With severe storms and heavy rain this week, Northeastern REMC wants to remind members to stay safe from electrical hazards when they find their basement flooded. With flooding, a hazardous flow of electric current can happen with damaged or submerged electrical equipment. This also includes if water has risen above electrical outlets.
- Avoid stepping into a flooded basement or any room if there may be electrical outlets, appliances or cords.
- Do not attempt to turn off power at the breaker box if you have to stand in water to do so. If you can’t reach your breaker box, call Northeastern REMC to shut off the power at the meter.
- Never use electric appliances when you’re wet or standing in water.
- If appliances have come into contact with water, have a professional check them before using them. It may need to be repaired.
- Once your house is de-energized, pump out all water before attempting to work on any electrical repairs.
- Keep electric tools and equipment at least 10 feet away from wet surfaces.
- If your home experienced flooding, keep the power off until an electrician has inspected your system for safety.
- Be sure to contact your insurance company, who can advise you on any standard clean-up and claim procedures.
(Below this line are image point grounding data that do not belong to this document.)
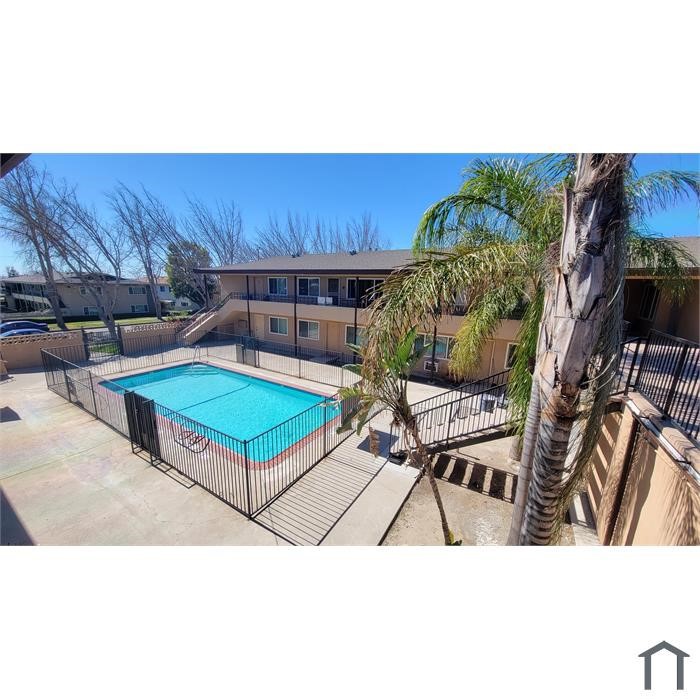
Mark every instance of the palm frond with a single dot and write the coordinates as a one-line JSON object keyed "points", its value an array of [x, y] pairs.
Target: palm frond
{"points": [[664, 260], [511, 198], [520, 381], [658, 191], [480, 324]]}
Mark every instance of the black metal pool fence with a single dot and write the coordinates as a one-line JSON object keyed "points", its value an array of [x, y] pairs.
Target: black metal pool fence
{"points": [[131, 352], [249, 474], [246, 474]]}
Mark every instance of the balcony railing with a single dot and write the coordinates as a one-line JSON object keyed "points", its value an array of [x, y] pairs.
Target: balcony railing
{"points": [[363, 303], [302, 299]]}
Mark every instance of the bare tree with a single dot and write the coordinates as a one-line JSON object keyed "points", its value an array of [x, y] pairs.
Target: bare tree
{"points": [[132, 212], [219, 229], [363, 234], [28, 217], [178, 246], [298, 235], [94, 252]]}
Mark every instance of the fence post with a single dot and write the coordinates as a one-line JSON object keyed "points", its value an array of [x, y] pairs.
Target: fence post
{"points": [[449, 420], [65, 379], [631, 372], [325, 428], [86, 347], [120, 340], [247, 478], [676, 377], [92, 391]]}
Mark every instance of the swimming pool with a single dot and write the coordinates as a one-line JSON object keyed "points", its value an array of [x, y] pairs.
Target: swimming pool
{"points": [[235, 404]]}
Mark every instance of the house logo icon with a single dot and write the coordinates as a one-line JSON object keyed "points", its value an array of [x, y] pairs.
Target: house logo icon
{"points": [[680, 658]]}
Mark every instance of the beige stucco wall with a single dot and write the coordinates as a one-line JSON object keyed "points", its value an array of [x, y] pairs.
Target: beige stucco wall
{"points": [[146, 337], [333, 321], [659, 502], [74, 301], [24, 351], [682, 319]]}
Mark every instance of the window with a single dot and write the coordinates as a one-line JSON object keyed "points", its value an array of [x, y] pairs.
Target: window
{"points": [[368, 288], [309, 329], [278, 326], [510, 355], [650, 300], [309, 286], [442, 346], [351, 338], [277, 286]]}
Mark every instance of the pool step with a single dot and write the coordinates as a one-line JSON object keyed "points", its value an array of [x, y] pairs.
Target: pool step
{"points": [[192, 440]]}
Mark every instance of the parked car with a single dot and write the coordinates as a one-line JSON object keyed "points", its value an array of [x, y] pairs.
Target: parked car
{"points": [[22, 331], [16, 325]]}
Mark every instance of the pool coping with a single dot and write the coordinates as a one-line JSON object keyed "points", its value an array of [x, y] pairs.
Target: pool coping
{"points": [[239, 459]]}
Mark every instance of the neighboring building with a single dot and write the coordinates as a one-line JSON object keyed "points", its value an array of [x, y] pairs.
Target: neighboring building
{"points": [[28, 293], [168, 302], [319, 301]]}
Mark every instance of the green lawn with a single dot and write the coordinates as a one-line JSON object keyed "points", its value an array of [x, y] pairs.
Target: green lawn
{"points": [[75, 325]]}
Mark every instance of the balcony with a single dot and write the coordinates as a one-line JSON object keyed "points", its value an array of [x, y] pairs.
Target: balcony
{"points": [[299, 299], [455, 310]]}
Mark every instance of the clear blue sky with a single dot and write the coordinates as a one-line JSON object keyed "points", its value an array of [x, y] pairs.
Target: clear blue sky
{"points": [[395, 189]]}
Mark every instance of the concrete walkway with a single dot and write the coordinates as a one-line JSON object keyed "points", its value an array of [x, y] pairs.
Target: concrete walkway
{"points": [[66, 478]]}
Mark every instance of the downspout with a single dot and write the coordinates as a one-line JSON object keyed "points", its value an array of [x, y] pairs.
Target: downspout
{"points": [[295, 315], [432, 367], [247, 296], [357, 296]]}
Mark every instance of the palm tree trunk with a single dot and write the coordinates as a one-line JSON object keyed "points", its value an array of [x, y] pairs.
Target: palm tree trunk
{"points": [[594, 212], [424, 464], [532, 423]]}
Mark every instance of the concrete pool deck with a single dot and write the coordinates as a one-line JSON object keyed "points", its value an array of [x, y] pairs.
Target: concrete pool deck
{"points": [[66, 478]]}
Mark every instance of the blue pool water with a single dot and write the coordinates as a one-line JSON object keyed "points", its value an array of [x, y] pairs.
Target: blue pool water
{"points": [[234, 404]]}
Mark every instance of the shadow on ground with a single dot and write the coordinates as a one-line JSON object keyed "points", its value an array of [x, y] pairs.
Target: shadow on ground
{"points": [[12, 530], [476, 476]]}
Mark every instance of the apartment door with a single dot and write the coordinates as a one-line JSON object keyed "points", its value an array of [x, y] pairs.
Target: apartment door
{"points": [[259, 326], [334, 289]]}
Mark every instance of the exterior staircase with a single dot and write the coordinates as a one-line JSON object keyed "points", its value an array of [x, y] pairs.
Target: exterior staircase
{"points": [[204, 321]]}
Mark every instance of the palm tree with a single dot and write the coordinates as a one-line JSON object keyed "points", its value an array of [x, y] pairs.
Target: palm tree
{"points": [[494, 245], [384, 385]]}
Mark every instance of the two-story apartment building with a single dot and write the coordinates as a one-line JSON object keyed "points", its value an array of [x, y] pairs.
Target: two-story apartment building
{"points": [[28, 293], [168, 301], [320, 301]]}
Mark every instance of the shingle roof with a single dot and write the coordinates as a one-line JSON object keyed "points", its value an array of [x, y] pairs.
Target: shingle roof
{"points": [[379, 261], [690, 243], [367, 261], [60, 278], [375, 261]]}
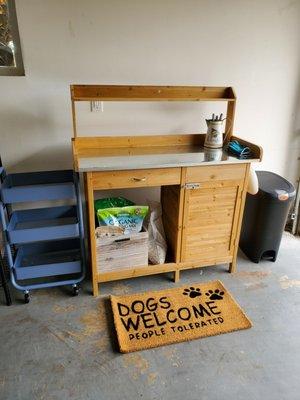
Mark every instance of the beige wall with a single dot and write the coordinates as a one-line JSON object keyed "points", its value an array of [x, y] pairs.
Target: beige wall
{"points": [[251, 45]]}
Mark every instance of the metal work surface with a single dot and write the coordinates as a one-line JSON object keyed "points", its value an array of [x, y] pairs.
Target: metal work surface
{"points": [[195, 157], [59, 347]]}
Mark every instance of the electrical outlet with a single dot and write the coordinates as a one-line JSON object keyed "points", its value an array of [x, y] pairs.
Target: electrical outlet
{"points": [[96, 106]]}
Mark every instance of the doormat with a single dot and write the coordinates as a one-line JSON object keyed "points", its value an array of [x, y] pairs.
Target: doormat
{"points": [[146, 320]]}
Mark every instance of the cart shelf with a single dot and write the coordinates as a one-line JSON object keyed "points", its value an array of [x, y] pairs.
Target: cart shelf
{"points": [[47, 259], [43, 224], [38, 186]]}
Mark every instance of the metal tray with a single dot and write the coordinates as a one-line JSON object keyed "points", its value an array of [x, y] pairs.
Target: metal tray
{"points": [[47, 259], [43, 224], [38, 186]]}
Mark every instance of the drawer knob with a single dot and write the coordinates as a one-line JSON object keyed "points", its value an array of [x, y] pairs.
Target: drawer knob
{"points": [[139, 179]]}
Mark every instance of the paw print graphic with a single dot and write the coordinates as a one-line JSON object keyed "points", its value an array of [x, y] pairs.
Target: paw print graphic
{"points": [[215, 294], [192, 292]]}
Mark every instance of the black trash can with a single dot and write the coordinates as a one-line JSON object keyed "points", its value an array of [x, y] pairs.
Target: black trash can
{"points": [[265, 216]]}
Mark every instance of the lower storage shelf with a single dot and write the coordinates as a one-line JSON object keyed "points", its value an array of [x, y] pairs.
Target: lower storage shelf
{"points": [[48, 259], [43, 224]]}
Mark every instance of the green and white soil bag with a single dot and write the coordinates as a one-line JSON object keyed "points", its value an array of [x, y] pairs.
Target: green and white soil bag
{"points": [[157, 244], [130, 217]]}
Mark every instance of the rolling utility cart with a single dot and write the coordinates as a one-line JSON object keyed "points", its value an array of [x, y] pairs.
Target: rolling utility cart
{"points": [[44, 246]]}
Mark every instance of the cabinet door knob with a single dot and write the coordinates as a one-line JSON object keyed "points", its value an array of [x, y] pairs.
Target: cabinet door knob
{"points": [[139, 179]]}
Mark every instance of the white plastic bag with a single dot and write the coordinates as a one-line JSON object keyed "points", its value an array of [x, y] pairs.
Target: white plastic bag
{"points": [[157, 239]]}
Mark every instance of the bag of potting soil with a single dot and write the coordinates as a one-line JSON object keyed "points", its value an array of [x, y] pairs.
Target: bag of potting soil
{"points": [[110, 202], [129, 217]]}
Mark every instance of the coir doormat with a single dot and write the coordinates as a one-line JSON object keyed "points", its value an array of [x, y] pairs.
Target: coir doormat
{"points": [[154, 319]]}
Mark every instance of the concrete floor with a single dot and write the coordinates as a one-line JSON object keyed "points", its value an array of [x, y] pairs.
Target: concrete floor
{"points": [[61, 347]]}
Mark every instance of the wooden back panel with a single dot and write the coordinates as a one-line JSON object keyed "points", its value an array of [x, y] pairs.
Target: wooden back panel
{"points": [[154, 93], [151, 93]]}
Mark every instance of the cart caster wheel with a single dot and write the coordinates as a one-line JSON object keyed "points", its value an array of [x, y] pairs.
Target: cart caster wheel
{"points": [[75, 290], [26, 298]]}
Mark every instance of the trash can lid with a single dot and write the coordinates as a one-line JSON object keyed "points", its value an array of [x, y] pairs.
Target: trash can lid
{"points": [[275, 185]]}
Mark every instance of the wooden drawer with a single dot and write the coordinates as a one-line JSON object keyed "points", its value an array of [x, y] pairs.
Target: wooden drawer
{"points": [[216, 173], [136, 178]]}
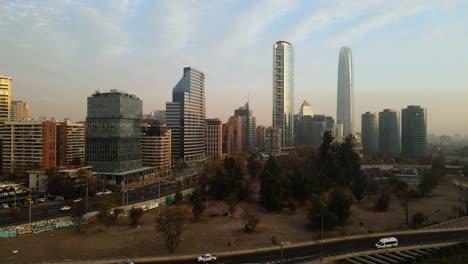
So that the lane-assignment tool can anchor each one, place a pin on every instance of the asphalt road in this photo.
(308, 253)
(94, 204)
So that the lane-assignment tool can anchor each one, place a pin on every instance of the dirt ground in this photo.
(210, 234)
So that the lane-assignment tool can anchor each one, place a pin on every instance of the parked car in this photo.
(207, 258)
(387, 242)
(65, 208)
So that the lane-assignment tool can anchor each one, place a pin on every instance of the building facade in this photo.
(185, 116)
(413, 132)
(345, 99)
(5, 98)
(19, 111)
(389, 132)
(370, 133)
(214, 138)
(156, 148)
(283, 91)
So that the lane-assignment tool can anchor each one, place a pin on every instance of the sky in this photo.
(408, 52)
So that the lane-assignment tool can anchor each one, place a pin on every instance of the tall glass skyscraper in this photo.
(370, 132)
(345, 102)
(185, 116)
(389, 132)
(283, 91)
(414, 132)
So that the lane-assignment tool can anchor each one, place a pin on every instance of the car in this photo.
(207, 258)
(65, 208)
(387, 242)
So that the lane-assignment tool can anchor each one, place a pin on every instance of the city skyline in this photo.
(390, 43)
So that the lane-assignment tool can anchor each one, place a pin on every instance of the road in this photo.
(38, 212)
(308, 253)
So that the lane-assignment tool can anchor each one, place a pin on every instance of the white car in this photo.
(387, 242)
(65, 208)
(207, 258)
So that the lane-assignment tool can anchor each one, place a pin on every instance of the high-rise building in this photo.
(273, 141)
(260, 138)
(283, 91)
(113, 136)
(214, 138)
(345, 102)
(370, 133)
(156, 147)
(5, 98)
(249, 122)
(76, 142)
(232, 136)
(389, 132)
(185, 116)
(19, 111)
(413, 132)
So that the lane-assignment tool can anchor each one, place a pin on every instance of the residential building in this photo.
(345, 99)
(214, 138)
(5, 98)
(413, 132)
(185, 116)
(370, 133)
(389, 132)
(156, 147)
(113, 137)
(19, 111)
(283, 91)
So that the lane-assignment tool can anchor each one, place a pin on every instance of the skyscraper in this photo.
(185, 116)
(413, 132)
(345, 102)
(389, 132)
(5, 98)
(370, 133)
(249, 122)
(283, 91)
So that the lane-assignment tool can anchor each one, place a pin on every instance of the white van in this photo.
(387, 242)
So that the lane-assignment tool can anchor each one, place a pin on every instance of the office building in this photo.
(370, 133)
(185, 116)
(260, 138)
(214, 138)
(113, 137)
(273, 141)
(389, 132)
(156, 147)
(5, 98)
(413, 132)
(19, 111)
(283, 91)
(345, 100)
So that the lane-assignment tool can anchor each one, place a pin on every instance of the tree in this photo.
(170, 223)
(382, 202)
(251, 218)
(340, 204)
(135, 214)
(198, 205)
(232, 201)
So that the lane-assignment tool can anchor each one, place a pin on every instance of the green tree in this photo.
(135, 215)
(198, 206)
(340, 204)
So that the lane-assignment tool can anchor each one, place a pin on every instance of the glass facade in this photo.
(345, 100)
(283, 91)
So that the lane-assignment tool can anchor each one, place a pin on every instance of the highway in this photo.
(308, 253)
(140, 194)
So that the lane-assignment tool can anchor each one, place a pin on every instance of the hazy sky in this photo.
(404, 52)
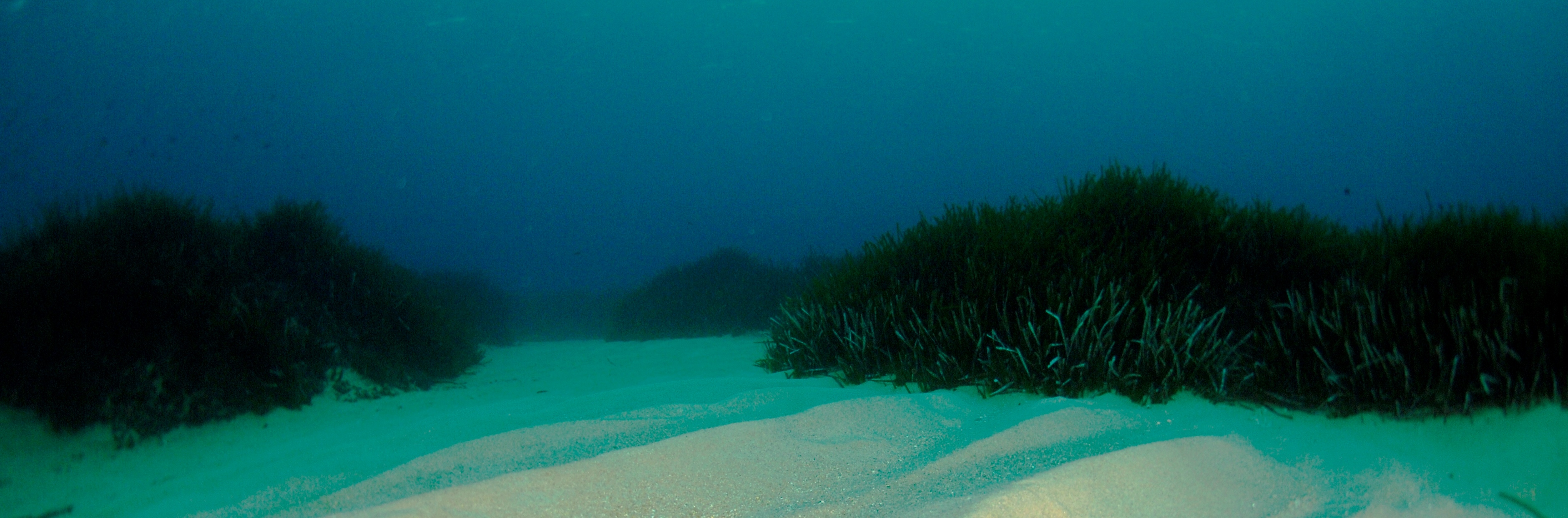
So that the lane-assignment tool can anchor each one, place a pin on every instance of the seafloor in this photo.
(694, 429)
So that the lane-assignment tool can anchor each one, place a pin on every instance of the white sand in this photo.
(692, 429)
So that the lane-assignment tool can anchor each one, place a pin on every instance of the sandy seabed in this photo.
(694, 429)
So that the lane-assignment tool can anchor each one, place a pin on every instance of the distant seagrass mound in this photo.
(1143, 285)
(146, 311)
(725, 293)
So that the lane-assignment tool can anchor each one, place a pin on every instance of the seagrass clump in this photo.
(1143, 285)
(148, 311)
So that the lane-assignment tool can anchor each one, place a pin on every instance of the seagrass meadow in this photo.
(1143, 285)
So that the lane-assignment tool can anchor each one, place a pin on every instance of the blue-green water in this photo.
(588, 144)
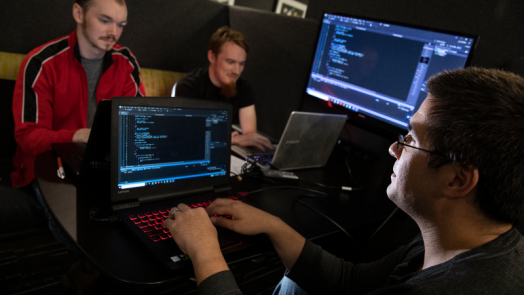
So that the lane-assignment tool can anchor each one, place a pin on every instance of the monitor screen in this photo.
(379, 69)
(163, 145)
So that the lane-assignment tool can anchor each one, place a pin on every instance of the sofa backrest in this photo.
(172, 36)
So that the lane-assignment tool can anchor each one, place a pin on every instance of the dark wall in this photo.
(499, 23)
(267, 5)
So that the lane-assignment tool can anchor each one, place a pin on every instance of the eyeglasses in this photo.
(402, 141)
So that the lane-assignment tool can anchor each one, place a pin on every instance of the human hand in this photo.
(251, 139)
(82, 135)
(196, 236)
(245, 219)
(192, 230)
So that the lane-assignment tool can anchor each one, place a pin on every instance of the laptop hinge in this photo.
(171, 195)
(223, 188)
(126, 205)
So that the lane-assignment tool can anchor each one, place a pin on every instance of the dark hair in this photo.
(226, 34)
(477, 117)
(85, 4)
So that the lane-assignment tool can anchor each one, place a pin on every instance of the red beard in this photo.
(229, 90)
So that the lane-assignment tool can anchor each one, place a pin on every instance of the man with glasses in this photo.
(459, 173)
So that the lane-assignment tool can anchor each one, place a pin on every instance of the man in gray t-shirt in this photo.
(458, 173)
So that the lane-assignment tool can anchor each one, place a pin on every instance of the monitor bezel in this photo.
(181, 188)
(363, 120)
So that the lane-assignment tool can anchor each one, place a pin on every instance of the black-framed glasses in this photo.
(402, 141)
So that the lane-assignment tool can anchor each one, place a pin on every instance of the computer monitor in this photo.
(183, 144)
(378, 70)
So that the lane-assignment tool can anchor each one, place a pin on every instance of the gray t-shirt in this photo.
(93, 68)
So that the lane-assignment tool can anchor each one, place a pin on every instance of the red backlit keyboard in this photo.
(151, 222)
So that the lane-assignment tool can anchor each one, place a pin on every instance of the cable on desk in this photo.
(287, 187)
(329, 219)
(344, 188)
(351, 175)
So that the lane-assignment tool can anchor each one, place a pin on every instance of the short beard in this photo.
(106, 47)
(229, 90)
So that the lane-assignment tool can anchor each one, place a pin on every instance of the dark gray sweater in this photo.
(494, 268)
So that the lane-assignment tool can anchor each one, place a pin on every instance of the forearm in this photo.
(208, 263)
(287, 242)
(37, 140)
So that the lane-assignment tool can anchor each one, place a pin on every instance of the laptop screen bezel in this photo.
(165, 190)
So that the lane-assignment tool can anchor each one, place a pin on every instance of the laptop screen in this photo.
(166, 148)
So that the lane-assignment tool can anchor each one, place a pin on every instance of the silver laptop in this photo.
(307, 142)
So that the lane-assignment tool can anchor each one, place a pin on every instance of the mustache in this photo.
(110, 37)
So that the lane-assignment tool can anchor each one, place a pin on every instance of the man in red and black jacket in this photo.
(61, 82)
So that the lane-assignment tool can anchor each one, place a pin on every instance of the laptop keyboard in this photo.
(151, 222)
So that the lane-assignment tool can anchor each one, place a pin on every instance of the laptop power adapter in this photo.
(281, 176)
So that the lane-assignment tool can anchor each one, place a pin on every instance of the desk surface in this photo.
(120, 254)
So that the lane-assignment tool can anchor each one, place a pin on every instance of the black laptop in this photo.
(166, 151)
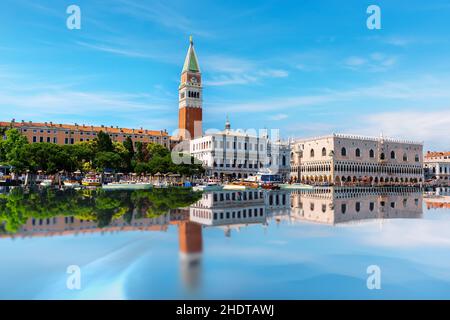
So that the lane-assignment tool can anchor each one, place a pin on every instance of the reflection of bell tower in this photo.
(191, 247)
(190, 97)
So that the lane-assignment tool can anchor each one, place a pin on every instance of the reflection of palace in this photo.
(69, 225)
(230, 209)
(341, 204)
(440, 199)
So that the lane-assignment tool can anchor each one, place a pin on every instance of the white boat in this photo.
(46, 183)
(241, 185)
(127, 185)
(71, 183)
(296, 186)
(208, 187)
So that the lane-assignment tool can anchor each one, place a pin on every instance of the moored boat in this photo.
(46, 183)
(241, 185)
(207, 187)
(71, 183)
(127, 185)
(91, 181)
(296, 186)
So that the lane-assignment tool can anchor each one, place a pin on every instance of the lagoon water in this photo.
(175, 244)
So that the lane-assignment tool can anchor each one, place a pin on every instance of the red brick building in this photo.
(190, 97)
(59, 133)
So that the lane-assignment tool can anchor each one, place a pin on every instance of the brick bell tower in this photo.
(190, 97)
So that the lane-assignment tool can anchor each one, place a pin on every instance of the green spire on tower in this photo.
(191, 62)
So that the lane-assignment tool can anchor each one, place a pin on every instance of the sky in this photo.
(305, 67)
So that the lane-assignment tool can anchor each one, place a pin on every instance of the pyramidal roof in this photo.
(191, 62)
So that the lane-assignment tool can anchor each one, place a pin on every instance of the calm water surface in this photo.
(176, 244)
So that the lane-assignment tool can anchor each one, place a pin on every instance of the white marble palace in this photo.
(239, 154)
(346, 159)
(437, 166)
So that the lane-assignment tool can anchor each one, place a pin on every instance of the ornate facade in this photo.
(345, 159)
(437, 166)
(59, 133)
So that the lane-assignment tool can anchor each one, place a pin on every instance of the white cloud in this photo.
(227, 70)
(278, 117)
(355, 61)
(433, 127)
(160, 13)
(375, 62)
(116, 50)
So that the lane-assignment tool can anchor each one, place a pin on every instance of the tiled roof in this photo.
(82, 127)
(437, 154)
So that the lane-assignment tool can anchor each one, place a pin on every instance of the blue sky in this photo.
(305, 67)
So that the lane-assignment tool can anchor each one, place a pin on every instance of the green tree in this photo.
(107, 160)
(14, 151)
(128, 144)
(103, 143)
(155, 149)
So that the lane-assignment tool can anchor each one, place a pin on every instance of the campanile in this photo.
(190, 97)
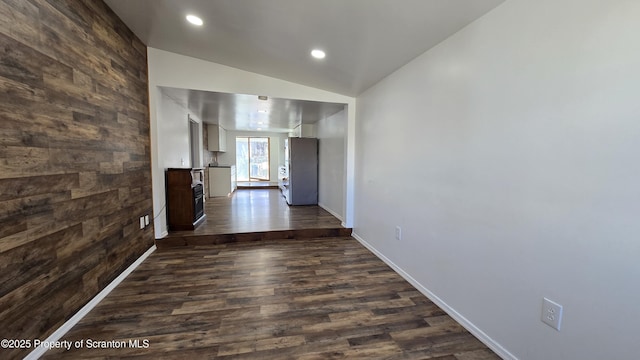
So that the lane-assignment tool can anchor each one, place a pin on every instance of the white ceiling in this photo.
(365, 40)
(248, 112)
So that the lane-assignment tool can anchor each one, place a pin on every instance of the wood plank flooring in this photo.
(325, 298)
(256, 214)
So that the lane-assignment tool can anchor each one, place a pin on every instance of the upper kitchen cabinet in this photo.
(217, 138)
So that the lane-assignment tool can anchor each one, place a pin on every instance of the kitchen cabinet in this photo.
(222, 180)
(217, 138)
(185, 203)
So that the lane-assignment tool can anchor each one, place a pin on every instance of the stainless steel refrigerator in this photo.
(302, 164)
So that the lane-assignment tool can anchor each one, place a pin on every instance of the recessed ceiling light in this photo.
(195, 20)
(318, 54)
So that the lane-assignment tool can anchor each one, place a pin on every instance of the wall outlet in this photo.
(551, 313)
(398, 233)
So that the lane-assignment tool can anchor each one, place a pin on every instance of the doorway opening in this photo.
(252, 158)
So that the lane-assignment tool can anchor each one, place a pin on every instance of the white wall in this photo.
(178, 71)
(172, 139)
(510, 156)
(332, 138)
(276, 150)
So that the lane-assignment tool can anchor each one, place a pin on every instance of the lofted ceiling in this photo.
(365, 40)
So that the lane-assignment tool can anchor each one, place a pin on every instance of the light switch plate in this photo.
(551, 313)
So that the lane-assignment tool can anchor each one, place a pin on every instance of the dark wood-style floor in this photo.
(254, 214)
(319, 298)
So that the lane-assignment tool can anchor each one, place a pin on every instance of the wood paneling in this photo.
(324, 298)
(74, 159)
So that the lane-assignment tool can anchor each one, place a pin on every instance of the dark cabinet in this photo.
(185, 198)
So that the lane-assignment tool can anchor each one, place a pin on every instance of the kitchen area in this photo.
(214, 138)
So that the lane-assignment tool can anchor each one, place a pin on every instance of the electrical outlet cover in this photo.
(551, 313)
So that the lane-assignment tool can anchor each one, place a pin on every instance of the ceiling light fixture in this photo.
(195, 20)
(318, 54)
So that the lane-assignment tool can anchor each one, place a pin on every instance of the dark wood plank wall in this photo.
(75, 173)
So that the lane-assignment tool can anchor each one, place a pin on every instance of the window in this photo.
(252, 158)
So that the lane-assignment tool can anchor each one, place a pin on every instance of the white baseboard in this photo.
(62, 330)
(336, 215)
(477, 332)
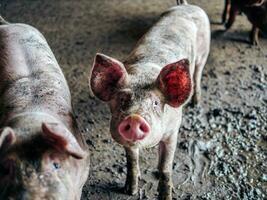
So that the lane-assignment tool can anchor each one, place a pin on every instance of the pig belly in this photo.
(31, 79)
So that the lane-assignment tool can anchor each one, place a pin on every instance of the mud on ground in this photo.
(222, 146)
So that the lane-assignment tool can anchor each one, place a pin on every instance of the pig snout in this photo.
(134, 128)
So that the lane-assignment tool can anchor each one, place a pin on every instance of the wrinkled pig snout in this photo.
(134, 128)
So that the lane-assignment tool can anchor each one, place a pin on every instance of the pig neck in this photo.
(32, 83)
(171, 39)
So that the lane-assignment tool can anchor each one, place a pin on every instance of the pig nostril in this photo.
(127, 128)
(144, 128)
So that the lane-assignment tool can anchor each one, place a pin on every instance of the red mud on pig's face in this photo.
(38, 168)
(138, 109)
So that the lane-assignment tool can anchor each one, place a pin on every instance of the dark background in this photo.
(225, 136)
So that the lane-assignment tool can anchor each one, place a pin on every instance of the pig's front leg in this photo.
(133, 170)
(254, 35)
(231, 20)
(226, 11)
(166, 156)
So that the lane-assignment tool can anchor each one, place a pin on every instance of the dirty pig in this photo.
(146, 93)
(43, 155)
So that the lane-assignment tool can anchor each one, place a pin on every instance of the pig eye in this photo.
(124, 101)
(56, 165)
(156, 103)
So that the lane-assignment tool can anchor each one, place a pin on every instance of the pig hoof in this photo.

Remember that not all appliances can be salvaged when cleaning up after a flood. The original manufacturer or approved representative can repair some, but many should be replaced. Throw away breakers, fuses, disconnect switches, GFCIs, arc fault circuit interrupters, and surge protection devices if they have been submerged in water.
These may be repairable: panels, switchgear, motor control centers, boilers or boiler controls, electric motors, transformers, receptacles, switches, light fixtures, electric heaters, and appliances such as water heaters, ovens, ranges, and dishwashers. In MOST cases, though, these will need to be replaced.
Depending on the type of wire or cable and the extent of the damage, electrical wiring may need to be replaced. Just because you can’t see any damage doesn’t mean there is no damage. A licensed electrical contractor should make that determination. Never allow the equipment or wiring to “dry out” and attempt to power it up later.